I don’t understand why some of our ancestors had to go through what they did, and why others of them did what they did, for us to be here; but here we are. As I read the numbers that show my DNA composition, I embrace the African and the Native American in me, but I continue to struggle with the European part of me. I wish I could say that I have it all figured out and that I am already on the other side of it, but I can’t. There’s the dual work of forgiveness and acceptance that I am still trying to get done.

I believe in reparations for the damage and loss caused by the horrible institution of slavery, but one thing my results show me is that God worked with the DNA available and formed us, descendants of the enslaved, the way He wanted to.

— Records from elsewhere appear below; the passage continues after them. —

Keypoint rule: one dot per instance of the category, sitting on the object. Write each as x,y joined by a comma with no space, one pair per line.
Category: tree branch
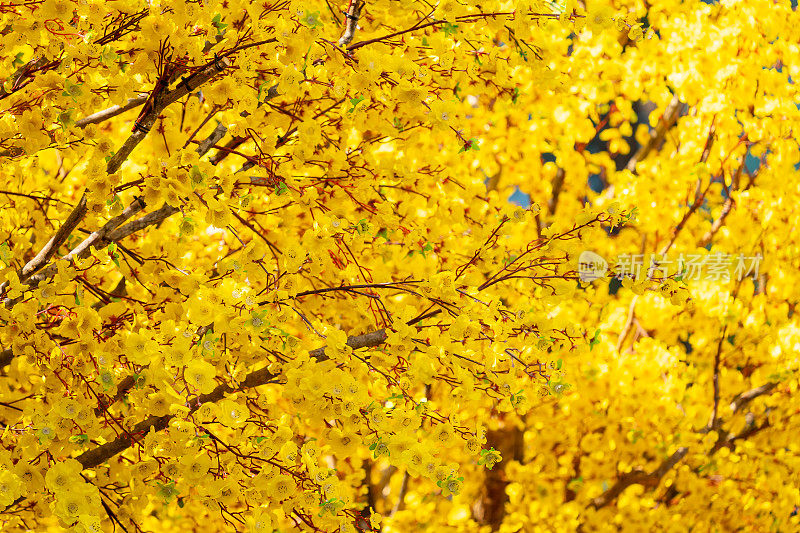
102,116
639,477
102,453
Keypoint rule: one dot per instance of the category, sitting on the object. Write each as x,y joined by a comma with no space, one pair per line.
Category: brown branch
639,477
111,112
741,400
668,119
558,184
84,248
102,453
154,217
52,246
726,209
352,15
714,422
160,104
628,323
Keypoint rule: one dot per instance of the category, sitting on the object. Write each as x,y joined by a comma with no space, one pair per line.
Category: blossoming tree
260,270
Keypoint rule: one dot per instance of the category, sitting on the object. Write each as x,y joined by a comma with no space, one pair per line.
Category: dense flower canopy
399,266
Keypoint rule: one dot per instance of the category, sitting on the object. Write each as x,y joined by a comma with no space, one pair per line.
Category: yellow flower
67,408
62,476
599,17
233,414
260,521
281,488
140,348
200,375
343,444
10,487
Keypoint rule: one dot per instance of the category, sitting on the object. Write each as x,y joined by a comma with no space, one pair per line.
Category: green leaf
471,144
5,253
450,29
354,102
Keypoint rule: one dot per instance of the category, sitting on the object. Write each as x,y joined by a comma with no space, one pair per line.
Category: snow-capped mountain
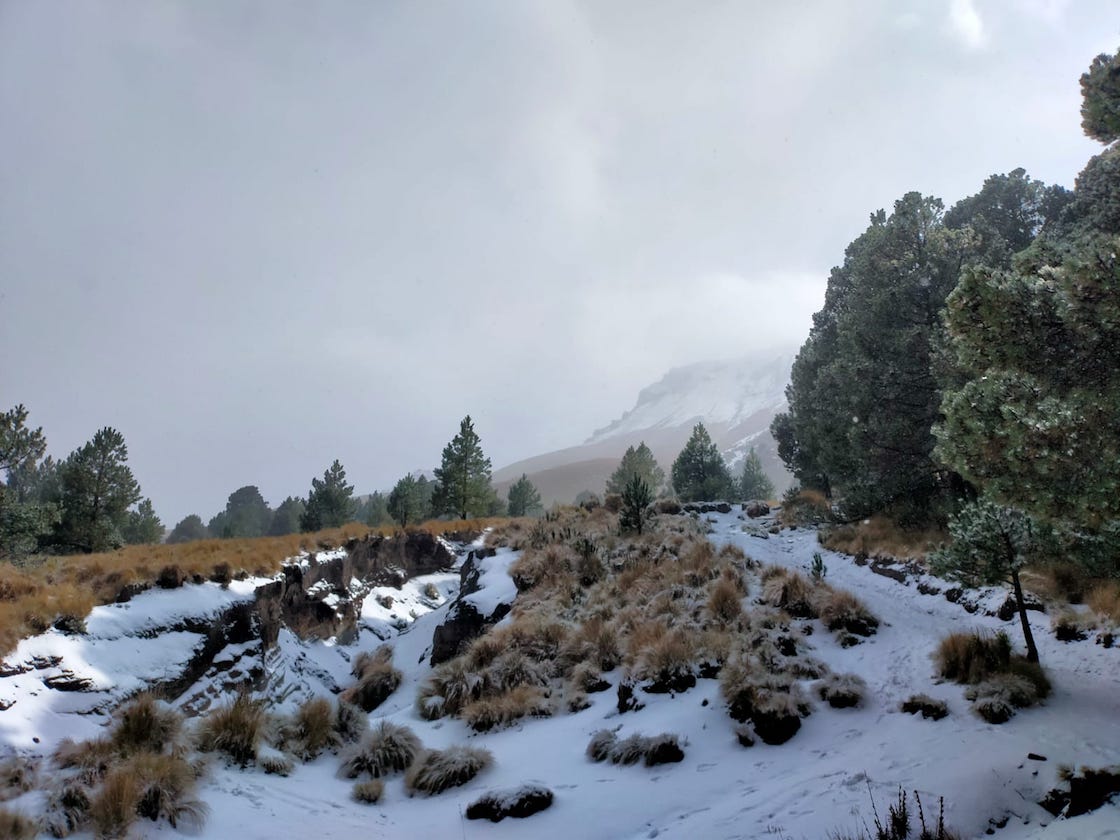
735,399
724,393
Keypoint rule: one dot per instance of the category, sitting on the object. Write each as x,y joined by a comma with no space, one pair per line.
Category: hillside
735,399
818,782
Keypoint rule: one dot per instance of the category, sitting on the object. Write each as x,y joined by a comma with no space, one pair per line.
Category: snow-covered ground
817,783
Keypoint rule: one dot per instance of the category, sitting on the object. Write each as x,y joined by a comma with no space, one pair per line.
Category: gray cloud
258,236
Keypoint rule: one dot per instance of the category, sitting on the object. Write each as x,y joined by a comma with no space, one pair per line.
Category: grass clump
438,771
929,707
376,679
383,750
235,729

My DNA results explain some things, cement some things, but most of all, they settle in me the faith that God will make good out of any situation; that I am special to Him because I am His creation.

‘Post traumatic slave syndrome’ and ‘cultural trauma’ are a couple of terms that are new to me, but explain the thing I have known for years exists inside me. I didn’t dissect it before because I just accepted it as part of who I am; but in conversations with other Black women I’ve seen this psychological unsettledness manifest in how we all handle Black issues differently. We’ve not been in therapy for this trauma, but we know it’s there.

I am a born again Christian; have been for nineteen years. I love God – the Father, Son, and the Holy Spirit. He already knows everything I feel on this matter of my DNA, (anger, sadness, grief, and gratitude for Belize). I’ve been in lengthy communication with Him about the messiness of it all, and truth be told, I am still not where I would want to be with all of this. It is a struggle to come to terms with the evil that took place so that I could be here.

Also true is that I don’t want to stay here, stuck in this place. And so I continue the work of talking and praying it through, with the hope of one day getting on the other side of the issue of my origins where I can accept all of my DNA, despising none of it. Seeing how my DNA breaks down has given me so much self-appreciation and self-acceptance so that the person who looks back at me in the mirror looks more like me than ever before.